15th Sunday after Pentecost - September 1, 2024

Pastor Richard Clark's sermon for September 1, 2024

Mark 7: 1-8, 14-15, 21-23 (Common English Bible)


In our gospel reading for today, Jesus speaks about the kind of tradition that does harm to one’s faith. He points out there is a form of tradition that gets in the way of spiritual realities instead of guiding people to faith.  


Mark begins chapter seven with Jesus confronting the Pharisees over purity laws. But we must not stereotype all Pharisees as bad. They were dedicated to obeying and pleasing God, and that desire led to distinctive practices such as kosher food and circumcision. These practices helped the Jewish people to keep their identity as God’s people in a pagan world.


In this text we find the Pharisees and scribes upset because some of Jesus’ disciples were not properly observing the traditions of the Jewish people during mealtime. The disciples were not performing the ceremonial washing of their hands before they ate.
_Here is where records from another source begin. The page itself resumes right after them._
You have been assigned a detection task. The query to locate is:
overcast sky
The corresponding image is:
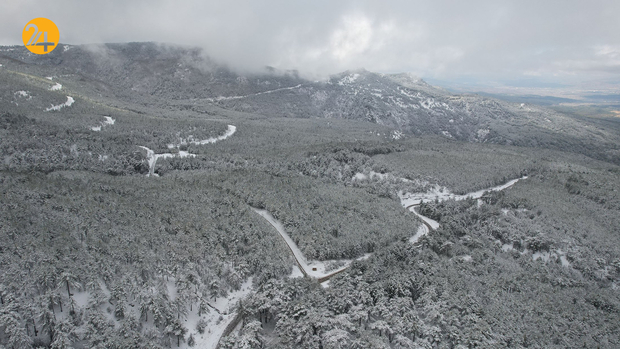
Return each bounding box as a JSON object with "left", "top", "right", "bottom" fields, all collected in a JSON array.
[{"left": 0, "top": 0, "right": 620, "bottom": 87}]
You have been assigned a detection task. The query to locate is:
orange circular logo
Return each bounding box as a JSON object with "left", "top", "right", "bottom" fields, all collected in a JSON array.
[{"left": 22, "top": 17, "right": 60, "bottom": 55}]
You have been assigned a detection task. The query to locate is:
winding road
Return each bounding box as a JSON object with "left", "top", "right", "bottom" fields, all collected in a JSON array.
[{"left": 252, "top": 176, "right": 527, "bottom": 284}]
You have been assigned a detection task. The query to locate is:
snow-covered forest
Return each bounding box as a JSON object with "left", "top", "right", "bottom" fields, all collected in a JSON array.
[{"left": 0, "top": 45, "right": 620, "bottom": 349}]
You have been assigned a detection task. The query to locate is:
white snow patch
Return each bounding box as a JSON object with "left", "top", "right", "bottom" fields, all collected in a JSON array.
[
  {"left": 399, "top": 176, "right": 527, "bottom": 207},
  {"left": 392, "top": 130, "right": 403, "bottom": 140},
  {"left": 532, "top": 251, "right": 550, "bottom": 263},
  {"left": 288, "top": 265, "right": 304, "bottom": 279},
  {"left": 476, "top": 128, "right": 491, "bottom": 139},
  {"left": 14, "top": 91, "right": 32, "bottom": 99},
  {"left": 45, "top": 96, "right": 75, "bottom": 111},
  {"left": 90, "top": 116, "right": 116, "bottom": 132},
  {"left": 179, "top": 278, "right": 252, "bottom": 349},
  {"left": 168, "top": 125, "right": 237, "bottom": 149},
  {"left": 351, "top": 172, "right": 368, "bottom": 181},
  {"left": 338, "top": 73, "right": 360, "bottom": 86},
  {"left": 252, "top": 207, "right": 370, "bottom": 279},
  {"left": 409, "top": 224, "right": 428, "bottom": 244},
  {"left": 140, "top": 124, "right": 237, "bottom": 177},
  {"left": 206, "top": 84, "right": 301, "bottom": 102},
  {"left": 441, "top": 131, "right": 454, "bottom": 138}
]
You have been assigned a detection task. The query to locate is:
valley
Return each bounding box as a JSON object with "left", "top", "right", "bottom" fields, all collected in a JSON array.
[{"left": 0, "top": 43, "right": 620, "bottom": 349}]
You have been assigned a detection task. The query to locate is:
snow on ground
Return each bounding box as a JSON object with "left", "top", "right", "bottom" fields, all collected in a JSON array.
[
  {"left": 45, "top": 96, "right": 75, "bottom": 111},
  {"left": 392, "top": 130, "right": 403, "bottom": 140},
  {"left": 399, "top": 176, "right": 527, "bottom": 207},
  {"left": 409, "top": 224, "right": 428, "bottom": 244},
  {"left": 338, "top": 73, "right": 360, "bottom": 86},
  {"left": 140, "top": 124, "right": 237, "bottom": 177},
  {"left": 288, "top": 265, "right": 304, "bottom": 279},
  {"left": 72, "top": 291, "right": 90, "bottom": 308},
  {"left": 207, "top": 84, "right": 301, "bottom": 102},
  {"left": 168, "top": 125, "right": 237, "bottom": 149},
  {"left": 409, "top": 206, "right": 439, "bottom": 234},
  {"left": 252, "top": 208, "right": 371, "bottom": 279},
  {"left": 90, "top": 116, "right": 116, "bottom": 132},
  {"left": 179, "top": 278, "right": 252, "bottom": 349},
  {"left": 139, "top": 146, "right": 196, "bottom": 177}
]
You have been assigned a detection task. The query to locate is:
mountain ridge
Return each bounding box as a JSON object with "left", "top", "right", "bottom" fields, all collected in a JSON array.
[{"left": 0, "top": 42, "right": 620, "bottom": 163}]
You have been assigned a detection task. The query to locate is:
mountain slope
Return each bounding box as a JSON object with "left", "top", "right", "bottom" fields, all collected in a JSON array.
[{"left": 0, "top": 43, "right": 620, "bottom": 163}]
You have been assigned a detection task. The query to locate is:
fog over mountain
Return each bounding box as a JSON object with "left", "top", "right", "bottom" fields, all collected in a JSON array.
[
  {"left": 0, "top": 0, "right": 620, "bottom": 85},
  {"left": 0, "top": 0, "right": 620, "bottom": 349}
]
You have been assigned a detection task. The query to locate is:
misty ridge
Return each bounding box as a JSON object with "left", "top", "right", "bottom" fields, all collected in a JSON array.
[{"left": 0, "top": 36, "right": 620, "bottom": 349}]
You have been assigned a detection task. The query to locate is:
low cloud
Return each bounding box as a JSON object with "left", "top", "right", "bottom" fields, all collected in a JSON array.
[{"left": 0, "top": 0, "right": 620, "bottom": 83}]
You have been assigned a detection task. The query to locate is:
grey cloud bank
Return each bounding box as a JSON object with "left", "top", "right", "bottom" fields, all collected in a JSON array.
[{"left": 0, "top": 0, "right": 620, "bottom": 85}]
Before the Jewish people could dine, they poured water over their hands with their fingers pointed upward. This water was kept in special jars and guarded to be free of any impurities. Now, this action had nothing to do with hygiene. It was merely a ceremonial washing that had become a tradition.


Jesus criticized such traditions that became more important than the things they represented. In verse eight, Jesus says, “You ignore God’s commandments, while holding onto rules created by humans and handed down to you.”
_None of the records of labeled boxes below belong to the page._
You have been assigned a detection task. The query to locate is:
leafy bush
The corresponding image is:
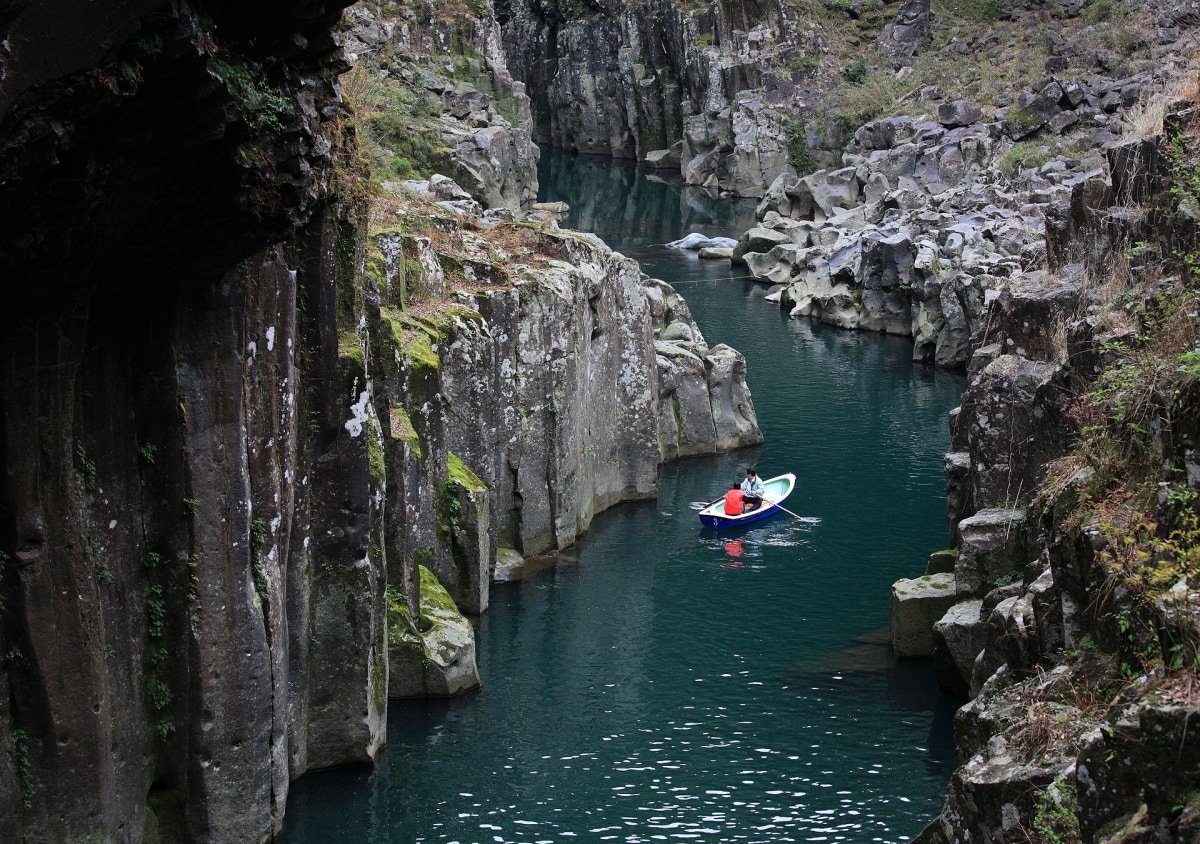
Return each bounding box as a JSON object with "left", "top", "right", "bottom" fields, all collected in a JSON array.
[
  {"left": 996, "top": 142, "right": 1054, "bottom": 179},
  {"left": 841, "top": 58, "right": 871, "bottom": 85}
]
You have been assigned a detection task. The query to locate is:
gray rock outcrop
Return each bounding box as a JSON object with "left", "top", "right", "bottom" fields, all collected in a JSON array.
[{"left": 344, "top": 0, "right": 538, "bottom": 210}]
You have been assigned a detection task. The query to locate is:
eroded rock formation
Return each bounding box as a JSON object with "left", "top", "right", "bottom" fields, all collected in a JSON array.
[{"left": 0, "top": 0, "right": 761, "bottom": 842}]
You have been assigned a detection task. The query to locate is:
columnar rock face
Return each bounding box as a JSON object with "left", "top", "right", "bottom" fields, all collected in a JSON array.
[
  {"left": 0, "top": 2, "right": 761, "bottom": 842},
  {"left": 497, "top": 0, "right": 803, "bottom": 196},
  {"left": 0, "top": 1, "right": 386, "bottom": 842},
  {"left": 344, "top": 1, "right": 538, "bottom": 210},
  {"left": 920, "top": 95, "right": 1198, "bottom": 842},
  {"left": 374, "top": 204, "right": 762, "bottom": 612}
]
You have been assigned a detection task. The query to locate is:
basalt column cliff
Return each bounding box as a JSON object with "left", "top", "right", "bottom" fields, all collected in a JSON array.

Jesus went right to the heart of this issue. The Pharisees wanted to hold onto human traditions at all cost when they should be more concerned about God’s requirement of love, compassion and justice. God is more concerned with a spiritual cleansing than a physical one.
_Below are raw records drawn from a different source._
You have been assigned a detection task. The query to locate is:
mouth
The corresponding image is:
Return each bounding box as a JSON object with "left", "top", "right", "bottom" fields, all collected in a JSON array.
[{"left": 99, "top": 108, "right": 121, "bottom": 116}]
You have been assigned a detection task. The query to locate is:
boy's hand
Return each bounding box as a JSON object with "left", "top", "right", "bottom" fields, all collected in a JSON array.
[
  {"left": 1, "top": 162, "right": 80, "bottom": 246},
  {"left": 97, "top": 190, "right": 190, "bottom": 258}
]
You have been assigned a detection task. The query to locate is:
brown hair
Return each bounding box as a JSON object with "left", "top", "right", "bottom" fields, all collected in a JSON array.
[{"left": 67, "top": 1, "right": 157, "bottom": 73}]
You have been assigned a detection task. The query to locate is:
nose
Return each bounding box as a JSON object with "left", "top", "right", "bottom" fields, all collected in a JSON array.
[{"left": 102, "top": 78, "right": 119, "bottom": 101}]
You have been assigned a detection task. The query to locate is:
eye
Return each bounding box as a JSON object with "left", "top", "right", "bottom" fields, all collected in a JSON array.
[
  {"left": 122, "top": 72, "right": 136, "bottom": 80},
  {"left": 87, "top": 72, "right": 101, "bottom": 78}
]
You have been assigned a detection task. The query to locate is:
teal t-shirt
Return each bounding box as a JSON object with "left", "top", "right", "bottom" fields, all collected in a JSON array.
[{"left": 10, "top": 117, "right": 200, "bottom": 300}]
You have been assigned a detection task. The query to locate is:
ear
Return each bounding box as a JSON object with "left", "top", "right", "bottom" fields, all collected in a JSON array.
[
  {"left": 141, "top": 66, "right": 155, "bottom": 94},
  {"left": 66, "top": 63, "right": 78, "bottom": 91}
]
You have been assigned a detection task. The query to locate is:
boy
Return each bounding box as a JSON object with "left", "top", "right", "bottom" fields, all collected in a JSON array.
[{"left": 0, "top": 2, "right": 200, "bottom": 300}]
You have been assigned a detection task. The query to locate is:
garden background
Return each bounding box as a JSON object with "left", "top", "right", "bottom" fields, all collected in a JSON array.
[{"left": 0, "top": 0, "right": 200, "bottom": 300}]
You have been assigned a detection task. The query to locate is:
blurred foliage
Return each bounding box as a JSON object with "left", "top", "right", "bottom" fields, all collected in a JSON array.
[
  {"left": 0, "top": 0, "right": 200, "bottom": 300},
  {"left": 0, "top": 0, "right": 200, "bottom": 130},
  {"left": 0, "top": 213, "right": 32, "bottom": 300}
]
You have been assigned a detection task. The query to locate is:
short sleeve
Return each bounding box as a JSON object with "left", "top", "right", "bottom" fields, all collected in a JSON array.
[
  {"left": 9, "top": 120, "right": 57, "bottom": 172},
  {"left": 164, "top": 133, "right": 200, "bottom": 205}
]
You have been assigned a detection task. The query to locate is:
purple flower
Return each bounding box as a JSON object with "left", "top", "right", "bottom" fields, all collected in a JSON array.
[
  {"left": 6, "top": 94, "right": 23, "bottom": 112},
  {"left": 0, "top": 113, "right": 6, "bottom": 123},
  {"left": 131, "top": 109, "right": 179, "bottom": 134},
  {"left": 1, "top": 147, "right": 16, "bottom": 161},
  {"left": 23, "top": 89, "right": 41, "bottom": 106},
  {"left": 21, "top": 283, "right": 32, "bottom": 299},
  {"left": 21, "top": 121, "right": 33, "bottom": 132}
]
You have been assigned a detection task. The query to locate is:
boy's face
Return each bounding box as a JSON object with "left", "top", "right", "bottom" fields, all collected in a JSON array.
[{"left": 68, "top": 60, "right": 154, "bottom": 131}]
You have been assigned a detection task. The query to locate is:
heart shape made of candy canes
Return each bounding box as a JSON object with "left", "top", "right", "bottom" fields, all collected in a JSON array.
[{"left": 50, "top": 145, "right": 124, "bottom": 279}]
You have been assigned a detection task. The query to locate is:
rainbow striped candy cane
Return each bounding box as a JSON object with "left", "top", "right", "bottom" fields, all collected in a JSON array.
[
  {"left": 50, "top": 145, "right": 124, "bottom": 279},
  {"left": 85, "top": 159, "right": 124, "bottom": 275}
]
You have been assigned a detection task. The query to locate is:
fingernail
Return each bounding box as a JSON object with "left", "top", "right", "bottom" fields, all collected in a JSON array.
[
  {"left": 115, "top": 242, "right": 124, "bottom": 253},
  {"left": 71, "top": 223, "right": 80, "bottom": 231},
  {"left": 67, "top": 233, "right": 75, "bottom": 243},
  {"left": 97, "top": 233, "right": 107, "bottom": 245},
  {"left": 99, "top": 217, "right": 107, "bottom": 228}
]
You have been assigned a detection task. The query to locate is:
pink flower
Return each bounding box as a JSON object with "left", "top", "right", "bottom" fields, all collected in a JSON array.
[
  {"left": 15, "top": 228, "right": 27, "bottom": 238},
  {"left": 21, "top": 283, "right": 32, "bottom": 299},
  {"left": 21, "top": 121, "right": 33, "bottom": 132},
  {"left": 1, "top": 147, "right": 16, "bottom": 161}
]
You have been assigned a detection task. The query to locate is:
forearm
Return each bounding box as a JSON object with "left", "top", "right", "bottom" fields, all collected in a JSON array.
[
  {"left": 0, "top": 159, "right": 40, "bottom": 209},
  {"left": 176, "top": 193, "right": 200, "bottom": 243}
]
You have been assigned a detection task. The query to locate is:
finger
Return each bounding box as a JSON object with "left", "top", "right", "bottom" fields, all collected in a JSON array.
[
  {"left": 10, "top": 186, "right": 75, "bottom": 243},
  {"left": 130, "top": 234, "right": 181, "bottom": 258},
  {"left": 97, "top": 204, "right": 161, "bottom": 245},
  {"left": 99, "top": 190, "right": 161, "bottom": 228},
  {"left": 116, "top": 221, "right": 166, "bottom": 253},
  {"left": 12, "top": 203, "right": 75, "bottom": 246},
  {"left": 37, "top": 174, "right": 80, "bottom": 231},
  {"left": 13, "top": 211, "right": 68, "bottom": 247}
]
Now during the time Jesus lived on earth, it was thought the heart and not the brain, was the center of emotion and thought. When God looks at us, the first thing that God sees is the state of our heart. God does not care what we look like on the outside. God has more compassion for a poor beggar in rags, than rich rulers who wear fine clothes but have cold hearts.


But each and everyone of us have a heart problem, and not just a physical one. The heart is like a fountain out of which our lives flow. If the heart is affected by sin, it can become deceitful and wicked. It is even thought one’s heart could become the source of evil that can defile humans.


What we eat and drink cannot corrupt us. It is speech that can do that. Jesus wants us to see the core issue. Ritual external purity is not the same as genuine interior purity. Jesus defines true purity as a commitment from the heart, totally dedicated to loving God and all people. Listening and doing are two different things. 


Some people who attend churches, especially the larger ones, are like that. They carry their Bibles, they bring their offering, they sing every hymn and listen to every word preached, but it does not change their heart. The church is basically a social club for them. The only real thing that might stir them up, would be changing the church’s carpet color, or heaven forbid, getting a new hymnal. And I’ve heard of churches splitting over a new hymnal. Those are very petty things and the important issues are ignored. 


Rituals such as the Eucharist are central to a church’s life and identity. Unfortunately, many churches have turned Communion into a routine, largely empty of Jesus’ ethics and values. The observation of the Eucharist must not become a substitute for living a life of prayer, service, sharing and providing an outward sign of the Gospel. These are the essential demands of the eucharistic practice, a practice that helps us to, “fearlessly make known the mystery of the Gospel,” as the Apostle Paul wrote in Ephesians 6:19. Being close to Christ is the key to living the Eucharistic life.